CN103531196A - Sound selection method for waveform concatenation speech synthesis - Google Patents
Sound selection method for waveform concatenation speech synthesis Download PDFInfo
- Publication number
- CN103531196A CN103531196A CN201310481306.9A CN201310481306A CN103531196A CN 103531196 A CN103531196 A CN 103531196A CN 201310481306 A CN201310481306 A CN 201310481306A CN 103531196 A CN103531196 A CN 103531196A
- Authority
- CN
- China
- Prior art keywords
- primitive
- obtains
- candidate
- syllable
- training
- Prior art date
- Legal status (The legal status is an assumption and is not a legal conclusion. Google has not performed a legal analysis and makes no representation as to the accuracy of the status listed.)
- Granted
Links
- 230000015572 biosynthetic process Effects 0.000 title claims abstract description 17
- 238000003786 synthesis reaction Methods 0.000 title claims abstract description 17
- 238000010187 selection method Methods 0.000 title abstract 2
- 238000000034 method Methods 0.000 claims abstract description 47
- 238000012549 training Methods 0.000 claims abstract description 24
- 238000003066 decision tree Methods 0.000 claims abstract description 11
- 238000001228 spectrum Methods 0.000 claims description 16
- 238000000605 extraction Methods 0.000 claims description 4
- 238000002372 labelling Methods 0.000 claims description 3
- 238000012545 processing Methods 0.000 claims description 3
- 230000011218 segmentation Effects 0.000 claims description 3
- 230000001360 synchronised effect Effects 0.000 claims description 2
- 238000010586 diagram Methods 0.000 description 5
- 230000009286 beneficial effect Effects 0.000 description 2
- 238000002156 mixing Methods 0.000 description 2
- 230000008447 perception Effects 0.000 description 2
- 238000010189 synthetic method Methods 0.000 description 2
- 230000007812 deficiency Effects 0.000 description 1
- 238000013461 design Methods 0.000 description 1
- 238000011161 development Methods 0.000 description 1
- 230000018109 developmental process Effects 0.000 description 1
- 230000000694 effects Effects 0.000 description 1
- 238000002474 experimental method Methods 0.000 description 1
- 230000010365 information processing Effects 0.000 description 1
- 238000012986 modification Methods 0.000 description 1
- 230000004048 modification Effects 0.000 description 1
- 238000011160 research Methods 0.000 description 1
- 230000033764 rhythmic process Effects 0.000 description 1
- 230000005236 sound signal Effects 0.000 description 1
- 230000003068 static effect Effects 0.000 description 1
Images
Landscapes
- Information Retrieval, Db Structures And Fs Structures Therefor (AREA)
Abstract
Description
Claims (9)
- Waveform concatenation phonetic synthesis select a sound method, it is characterized in that, the method comprises the following steps:Step S1, carries out the model training based on hidden Markov based on extract the original audio obtaining from audio database, obtains acoustic model collection and characteristic of correspondence decision tree;Step S2, inputs some training texts, based on described feature decision tree search, obtains associated acoustic models, and then obtains corresponding target voice and target syllable;Step S3, according to the similarity of the described target voice candidate primitive corresponding with it, and the likelihood probability of each parameters,acoustic of described candidate's primitive under current acoustic model, training obtains similarity sorter;Step S4, inputs any text to be synthesized, based on described similarity sorter, rejects dissimilar candidate's primitive, for remaining candidate's primitive, utilize concatenated cost minimum principle to select to obtain best primitive, and splicing obtains synthetic speech.

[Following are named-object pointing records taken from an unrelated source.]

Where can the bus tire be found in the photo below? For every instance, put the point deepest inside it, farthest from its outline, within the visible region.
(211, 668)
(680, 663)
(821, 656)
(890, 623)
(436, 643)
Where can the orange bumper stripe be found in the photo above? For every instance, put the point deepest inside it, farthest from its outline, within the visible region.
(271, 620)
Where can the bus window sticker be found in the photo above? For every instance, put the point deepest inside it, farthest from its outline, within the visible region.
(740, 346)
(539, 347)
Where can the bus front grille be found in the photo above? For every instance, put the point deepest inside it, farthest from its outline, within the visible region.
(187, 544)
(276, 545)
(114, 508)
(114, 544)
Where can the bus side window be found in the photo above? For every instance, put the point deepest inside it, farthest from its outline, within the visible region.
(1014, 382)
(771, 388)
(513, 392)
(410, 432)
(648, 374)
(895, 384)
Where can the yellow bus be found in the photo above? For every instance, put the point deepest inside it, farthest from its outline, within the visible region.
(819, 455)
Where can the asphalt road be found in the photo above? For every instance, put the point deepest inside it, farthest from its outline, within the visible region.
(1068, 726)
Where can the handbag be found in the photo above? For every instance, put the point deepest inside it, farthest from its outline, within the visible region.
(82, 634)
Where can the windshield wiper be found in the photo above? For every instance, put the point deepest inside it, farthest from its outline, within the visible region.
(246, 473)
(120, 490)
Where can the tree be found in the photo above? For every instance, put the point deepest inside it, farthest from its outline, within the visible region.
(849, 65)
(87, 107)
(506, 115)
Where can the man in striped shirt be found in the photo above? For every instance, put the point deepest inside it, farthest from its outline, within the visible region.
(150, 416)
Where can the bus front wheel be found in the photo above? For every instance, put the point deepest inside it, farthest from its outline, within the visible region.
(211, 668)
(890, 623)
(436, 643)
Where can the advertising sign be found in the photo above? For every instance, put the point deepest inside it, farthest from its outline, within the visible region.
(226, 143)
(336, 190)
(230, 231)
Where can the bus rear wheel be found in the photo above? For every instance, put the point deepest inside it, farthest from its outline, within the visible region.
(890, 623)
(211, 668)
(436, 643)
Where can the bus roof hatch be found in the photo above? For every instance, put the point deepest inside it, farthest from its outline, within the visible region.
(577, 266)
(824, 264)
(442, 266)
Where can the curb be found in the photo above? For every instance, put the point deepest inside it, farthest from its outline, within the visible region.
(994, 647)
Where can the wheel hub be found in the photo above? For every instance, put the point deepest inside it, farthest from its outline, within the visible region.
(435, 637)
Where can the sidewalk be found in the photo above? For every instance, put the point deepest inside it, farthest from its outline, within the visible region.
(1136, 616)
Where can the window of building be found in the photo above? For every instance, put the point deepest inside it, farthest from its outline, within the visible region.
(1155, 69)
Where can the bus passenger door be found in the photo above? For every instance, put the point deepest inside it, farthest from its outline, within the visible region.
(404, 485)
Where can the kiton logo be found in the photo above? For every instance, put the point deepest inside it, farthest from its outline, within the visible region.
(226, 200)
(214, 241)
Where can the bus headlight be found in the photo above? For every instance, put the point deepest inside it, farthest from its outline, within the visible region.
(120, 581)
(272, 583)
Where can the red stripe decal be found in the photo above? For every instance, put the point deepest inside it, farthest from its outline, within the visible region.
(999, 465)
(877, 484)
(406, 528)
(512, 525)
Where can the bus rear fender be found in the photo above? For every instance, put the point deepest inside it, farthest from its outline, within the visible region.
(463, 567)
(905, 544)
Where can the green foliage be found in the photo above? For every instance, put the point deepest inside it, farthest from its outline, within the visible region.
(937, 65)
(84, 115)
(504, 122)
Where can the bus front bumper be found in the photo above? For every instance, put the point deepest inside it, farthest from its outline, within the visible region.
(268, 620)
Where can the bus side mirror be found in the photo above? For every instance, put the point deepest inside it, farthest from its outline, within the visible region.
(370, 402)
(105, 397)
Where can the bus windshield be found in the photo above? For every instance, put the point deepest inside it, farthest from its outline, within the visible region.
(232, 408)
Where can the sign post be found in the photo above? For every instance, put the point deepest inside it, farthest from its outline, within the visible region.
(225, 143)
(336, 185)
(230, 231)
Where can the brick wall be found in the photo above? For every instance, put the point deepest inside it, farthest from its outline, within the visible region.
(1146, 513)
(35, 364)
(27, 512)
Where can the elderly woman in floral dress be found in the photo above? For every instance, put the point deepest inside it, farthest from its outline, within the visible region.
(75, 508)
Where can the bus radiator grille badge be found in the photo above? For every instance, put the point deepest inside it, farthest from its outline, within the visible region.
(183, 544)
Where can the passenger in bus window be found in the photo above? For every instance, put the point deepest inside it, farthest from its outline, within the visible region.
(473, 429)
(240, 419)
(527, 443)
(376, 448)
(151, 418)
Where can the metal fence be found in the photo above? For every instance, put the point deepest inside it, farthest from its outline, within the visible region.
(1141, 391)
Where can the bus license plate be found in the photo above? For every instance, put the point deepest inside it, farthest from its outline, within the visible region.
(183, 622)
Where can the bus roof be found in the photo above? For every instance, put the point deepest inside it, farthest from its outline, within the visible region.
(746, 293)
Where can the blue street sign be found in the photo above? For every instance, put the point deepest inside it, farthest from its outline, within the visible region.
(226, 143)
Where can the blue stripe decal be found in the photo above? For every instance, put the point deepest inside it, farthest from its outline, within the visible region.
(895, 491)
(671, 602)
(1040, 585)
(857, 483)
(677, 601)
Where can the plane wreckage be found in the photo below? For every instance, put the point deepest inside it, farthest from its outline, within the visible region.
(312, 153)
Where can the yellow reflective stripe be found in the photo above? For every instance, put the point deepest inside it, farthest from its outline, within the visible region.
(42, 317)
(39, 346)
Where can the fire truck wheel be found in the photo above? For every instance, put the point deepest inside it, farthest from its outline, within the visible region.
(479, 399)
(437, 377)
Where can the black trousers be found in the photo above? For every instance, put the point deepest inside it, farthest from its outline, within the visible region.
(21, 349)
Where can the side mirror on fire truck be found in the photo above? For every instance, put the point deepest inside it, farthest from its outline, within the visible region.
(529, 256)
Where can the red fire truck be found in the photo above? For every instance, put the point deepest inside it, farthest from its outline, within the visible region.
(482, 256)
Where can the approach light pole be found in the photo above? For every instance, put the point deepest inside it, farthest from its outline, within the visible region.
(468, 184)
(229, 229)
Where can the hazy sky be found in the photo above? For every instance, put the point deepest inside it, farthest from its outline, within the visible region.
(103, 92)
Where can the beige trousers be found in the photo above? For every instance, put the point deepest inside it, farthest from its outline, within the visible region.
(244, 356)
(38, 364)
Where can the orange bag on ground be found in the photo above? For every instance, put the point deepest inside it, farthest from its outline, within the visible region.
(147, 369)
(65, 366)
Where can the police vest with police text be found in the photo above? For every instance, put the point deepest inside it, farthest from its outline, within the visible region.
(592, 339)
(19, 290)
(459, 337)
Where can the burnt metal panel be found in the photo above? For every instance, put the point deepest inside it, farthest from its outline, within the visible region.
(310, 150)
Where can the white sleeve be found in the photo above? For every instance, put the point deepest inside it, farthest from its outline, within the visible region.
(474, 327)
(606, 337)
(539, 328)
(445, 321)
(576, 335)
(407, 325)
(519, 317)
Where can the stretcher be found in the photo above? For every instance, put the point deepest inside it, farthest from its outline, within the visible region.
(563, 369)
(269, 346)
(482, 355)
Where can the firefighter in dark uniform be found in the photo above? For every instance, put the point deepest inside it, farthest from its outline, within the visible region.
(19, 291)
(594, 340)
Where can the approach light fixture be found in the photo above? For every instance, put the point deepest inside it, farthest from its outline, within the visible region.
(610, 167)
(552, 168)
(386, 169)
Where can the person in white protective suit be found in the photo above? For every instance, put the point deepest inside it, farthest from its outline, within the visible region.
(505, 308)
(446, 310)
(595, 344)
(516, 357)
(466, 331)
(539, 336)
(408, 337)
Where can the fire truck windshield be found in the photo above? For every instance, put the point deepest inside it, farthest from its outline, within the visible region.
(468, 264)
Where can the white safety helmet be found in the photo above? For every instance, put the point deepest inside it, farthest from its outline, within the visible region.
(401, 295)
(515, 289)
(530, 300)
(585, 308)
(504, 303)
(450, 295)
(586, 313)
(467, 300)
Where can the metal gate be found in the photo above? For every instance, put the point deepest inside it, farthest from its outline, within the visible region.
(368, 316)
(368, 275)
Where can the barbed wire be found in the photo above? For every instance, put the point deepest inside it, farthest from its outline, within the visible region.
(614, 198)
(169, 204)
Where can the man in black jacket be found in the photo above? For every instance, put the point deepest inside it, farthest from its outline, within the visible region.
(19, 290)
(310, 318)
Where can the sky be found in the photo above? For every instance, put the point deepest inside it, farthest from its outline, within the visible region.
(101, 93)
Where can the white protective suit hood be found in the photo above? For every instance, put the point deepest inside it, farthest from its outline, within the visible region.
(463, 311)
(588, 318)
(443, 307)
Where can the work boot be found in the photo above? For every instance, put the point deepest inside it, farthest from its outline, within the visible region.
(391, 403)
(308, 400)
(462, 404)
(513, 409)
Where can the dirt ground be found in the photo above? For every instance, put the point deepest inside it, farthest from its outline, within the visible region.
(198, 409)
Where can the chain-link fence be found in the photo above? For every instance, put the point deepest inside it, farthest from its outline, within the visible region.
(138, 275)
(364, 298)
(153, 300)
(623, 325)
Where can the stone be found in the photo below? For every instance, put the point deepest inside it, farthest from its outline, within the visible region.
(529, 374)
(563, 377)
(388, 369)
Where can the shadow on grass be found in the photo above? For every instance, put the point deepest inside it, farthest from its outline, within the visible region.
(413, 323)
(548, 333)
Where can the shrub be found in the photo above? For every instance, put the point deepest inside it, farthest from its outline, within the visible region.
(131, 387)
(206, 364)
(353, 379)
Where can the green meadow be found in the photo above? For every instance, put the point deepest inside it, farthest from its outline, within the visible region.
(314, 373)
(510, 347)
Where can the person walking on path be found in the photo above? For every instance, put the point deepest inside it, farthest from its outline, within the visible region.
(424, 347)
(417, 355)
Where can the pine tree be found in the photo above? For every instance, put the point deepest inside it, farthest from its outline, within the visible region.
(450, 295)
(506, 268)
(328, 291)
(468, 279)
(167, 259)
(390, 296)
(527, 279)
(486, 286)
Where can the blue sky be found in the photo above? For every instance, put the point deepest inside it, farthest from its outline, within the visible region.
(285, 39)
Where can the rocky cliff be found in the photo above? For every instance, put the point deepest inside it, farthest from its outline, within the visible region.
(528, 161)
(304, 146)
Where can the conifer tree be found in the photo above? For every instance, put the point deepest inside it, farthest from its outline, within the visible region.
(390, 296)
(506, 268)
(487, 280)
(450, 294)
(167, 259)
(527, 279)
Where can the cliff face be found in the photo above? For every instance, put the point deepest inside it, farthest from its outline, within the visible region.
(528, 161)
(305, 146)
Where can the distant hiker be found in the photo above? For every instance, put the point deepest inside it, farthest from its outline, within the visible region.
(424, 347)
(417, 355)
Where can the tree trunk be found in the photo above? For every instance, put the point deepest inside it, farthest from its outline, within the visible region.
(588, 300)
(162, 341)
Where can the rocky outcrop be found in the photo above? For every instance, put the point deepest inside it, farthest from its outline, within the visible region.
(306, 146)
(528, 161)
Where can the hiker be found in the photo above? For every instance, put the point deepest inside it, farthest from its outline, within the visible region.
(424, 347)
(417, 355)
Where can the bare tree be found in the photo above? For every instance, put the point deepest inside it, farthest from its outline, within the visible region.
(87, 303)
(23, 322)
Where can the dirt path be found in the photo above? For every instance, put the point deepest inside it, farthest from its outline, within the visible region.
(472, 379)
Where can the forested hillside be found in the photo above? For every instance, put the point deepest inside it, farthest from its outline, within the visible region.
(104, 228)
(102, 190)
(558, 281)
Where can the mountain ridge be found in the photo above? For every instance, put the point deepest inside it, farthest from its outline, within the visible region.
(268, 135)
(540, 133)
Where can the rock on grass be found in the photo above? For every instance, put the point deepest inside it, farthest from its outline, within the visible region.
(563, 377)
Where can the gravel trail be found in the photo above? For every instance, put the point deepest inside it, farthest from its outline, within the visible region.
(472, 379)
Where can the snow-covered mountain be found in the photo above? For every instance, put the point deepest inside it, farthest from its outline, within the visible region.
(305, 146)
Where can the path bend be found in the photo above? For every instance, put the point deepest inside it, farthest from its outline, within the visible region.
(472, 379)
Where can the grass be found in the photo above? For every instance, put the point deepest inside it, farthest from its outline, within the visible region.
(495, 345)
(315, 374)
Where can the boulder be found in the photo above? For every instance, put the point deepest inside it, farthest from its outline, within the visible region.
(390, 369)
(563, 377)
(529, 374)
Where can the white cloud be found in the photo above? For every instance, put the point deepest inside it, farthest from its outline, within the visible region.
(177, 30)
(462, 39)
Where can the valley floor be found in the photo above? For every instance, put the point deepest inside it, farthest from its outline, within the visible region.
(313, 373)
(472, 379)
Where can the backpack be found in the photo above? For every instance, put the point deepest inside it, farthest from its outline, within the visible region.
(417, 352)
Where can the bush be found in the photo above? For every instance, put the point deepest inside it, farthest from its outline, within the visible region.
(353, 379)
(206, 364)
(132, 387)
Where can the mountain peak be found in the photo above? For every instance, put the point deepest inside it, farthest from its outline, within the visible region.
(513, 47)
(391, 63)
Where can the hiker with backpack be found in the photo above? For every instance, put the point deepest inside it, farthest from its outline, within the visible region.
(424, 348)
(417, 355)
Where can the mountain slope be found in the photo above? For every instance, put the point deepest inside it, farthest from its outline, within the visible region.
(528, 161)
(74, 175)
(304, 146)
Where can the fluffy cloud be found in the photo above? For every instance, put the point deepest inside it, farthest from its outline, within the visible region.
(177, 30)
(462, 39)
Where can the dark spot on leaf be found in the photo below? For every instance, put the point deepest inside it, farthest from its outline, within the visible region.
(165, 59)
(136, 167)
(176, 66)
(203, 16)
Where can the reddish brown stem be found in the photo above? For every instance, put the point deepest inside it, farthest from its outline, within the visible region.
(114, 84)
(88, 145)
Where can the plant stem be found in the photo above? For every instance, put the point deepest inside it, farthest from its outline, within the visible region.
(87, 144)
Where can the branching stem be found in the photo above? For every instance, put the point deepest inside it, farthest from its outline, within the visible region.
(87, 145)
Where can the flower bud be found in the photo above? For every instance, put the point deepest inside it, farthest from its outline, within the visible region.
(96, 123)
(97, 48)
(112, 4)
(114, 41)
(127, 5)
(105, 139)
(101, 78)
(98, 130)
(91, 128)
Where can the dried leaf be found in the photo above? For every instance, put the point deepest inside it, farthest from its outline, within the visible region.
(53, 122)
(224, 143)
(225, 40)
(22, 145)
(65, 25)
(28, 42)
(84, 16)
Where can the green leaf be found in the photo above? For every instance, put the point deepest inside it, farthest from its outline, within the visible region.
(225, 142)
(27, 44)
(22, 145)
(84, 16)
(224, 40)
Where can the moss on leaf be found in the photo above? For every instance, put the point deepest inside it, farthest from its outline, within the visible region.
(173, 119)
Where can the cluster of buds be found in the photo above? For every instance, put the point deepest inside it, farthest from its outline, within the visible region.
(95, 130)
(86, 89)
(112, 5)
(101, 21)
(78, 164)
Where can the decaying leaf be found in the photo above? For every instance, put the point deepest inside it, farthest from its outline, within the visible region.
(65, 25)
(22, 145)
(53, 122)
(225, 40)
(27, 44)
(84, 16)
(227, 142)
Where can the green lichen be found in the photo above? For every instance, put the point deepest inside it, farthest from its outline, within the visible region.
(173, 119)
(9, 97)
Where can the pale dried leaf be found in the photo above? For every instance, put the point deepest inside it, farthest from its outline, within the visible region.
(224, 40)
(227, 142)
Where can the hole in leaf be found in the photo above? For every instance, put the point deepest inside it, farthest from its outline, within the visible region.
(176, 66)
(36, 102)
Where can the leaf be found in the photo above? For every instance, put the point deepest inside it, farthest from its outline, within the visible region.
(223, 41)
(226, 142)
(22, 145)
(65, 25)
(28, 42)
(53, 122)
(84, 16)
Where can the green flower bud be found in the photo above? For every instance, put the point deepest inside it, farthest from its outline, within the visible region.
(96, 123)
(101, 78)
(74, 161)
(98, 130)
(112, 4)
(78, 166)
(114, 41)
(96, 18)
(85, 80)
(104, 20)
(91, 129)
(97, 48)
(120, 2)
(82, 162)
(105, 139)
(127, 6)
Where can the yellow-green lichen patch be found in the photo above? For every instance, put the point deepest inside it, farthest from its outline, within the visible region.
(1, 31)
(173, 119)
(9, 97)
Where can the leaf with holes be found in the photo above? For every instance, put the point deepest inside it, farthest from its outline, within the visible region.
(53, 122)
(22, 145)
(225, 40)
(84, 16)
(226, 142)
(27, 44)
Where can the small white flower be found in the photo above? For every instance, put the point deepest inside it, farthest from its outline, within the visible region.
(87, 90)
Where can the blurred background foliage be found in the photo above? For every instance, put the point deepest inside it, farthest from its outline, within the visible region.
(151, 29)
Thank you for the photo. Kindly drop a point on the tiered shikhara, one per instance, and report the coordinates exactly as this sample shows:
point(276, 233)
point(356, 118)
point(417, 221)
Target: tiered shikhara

- 2. method according to claim 1, is characterized in that, described step S1 is further comprising the steps:Step S11, obtains the original audio in audio database;Step S12, carries out the extraction of frequency spectrum parameter and base frequency parameters frame by frame for described original audio;Step S13, the text corresponding for described original audio carries out synchronous mark, marks out the contextual feature information of corresponding syllable in described original audio, described original audio carried out to segment cutting mark simultaneously;Step S14, the frequency spectrum parameter based on described original audio and base frequency parameters, contextual feature information labeling, and segment cutting mark, carry out traditional hidden Markov model training, obtain the Models Sets that comprises duration, fundamental frequency and frequency spectrum, and feature decision tree separately.
- 3. method according to claim 2, is characterized in that, described step S12 is further comprising the steps:Step S121, divides frame windowing process by described original audio;Step S122, to processing its Mel cepstrum coefficient of every frame audio extraction obtaining;Step S123, calculates the base frequency parameters of every frame audio frequency.
- 4. method according to claim 1, is characterized in that, described step S2 is further comprising the steps:Step S21, inputs the training text of a plurality of syllable balances, through text analyzing, obtains corresponding contextual feature sequence;Step S22, is input to described contextual feature sequence in described feature decision tree, obtains the acoustic model sequence that meets current context;Step S23, based on described acoustic model sequence, adopts parameter generation algorithm to obtain target voice parameter;Step S24, based on described target voice parameter, synthesizes target sentences voice with vocoder, and described target sentences phonetic segmentation is become to target syllable.
- 5. method according to claim 4, is characterized in that, described text analyzing is for to extract the feature in text.
- 6. method according to claim 4, it is characterized in that, in described step S22, according to the contextual feature in described contextual feature sequence, respectively the clustering tree of duration, fundamental frequency and frequency spectrum parameter is carried out to decision-making, obtain corresponding acoustic model sequence and duration modeling.
- 7. method according to claim 4, is characterized in that, described target voice parameter comprises fundamental frequency and frequency spectrum parameter.
- 8. method according to claim 4, is characterized in that, described step S3 is further comprising the steps:Step S31, sentence in described audio database is carried out to cutting by syllable, cutting obtains take the segment that syllable is unit, be candidate's primitive, identical syllable is classified as to a class, with this, build candidate's primitive storehouse, and distribute to frame by frame each candidate's primitive in candidate's primitive storehouse by extracting the frequency spectrum parameter and the base frequency parameters that obtain in described step S12;Step S32, the parameters,acoustic of each primitive that described in each, target syllable is corresponding is brought in the context acoustic model that described step S22 obtains successively, the probability of duration, fundamental frequency and the frequency spectrum that calculates each primitive under its corresponding acoustic model, and using the set of all probability as characteristic set;Step S33, convenes some Chinese native persons to carry out binary mark to the similarity of described target syllable and candidate's primitive, similar or dissimilar, and using this result as categorical attribute;Step S34, based on described categorical attribute and characteristic set, carries out the training of similarity sorter.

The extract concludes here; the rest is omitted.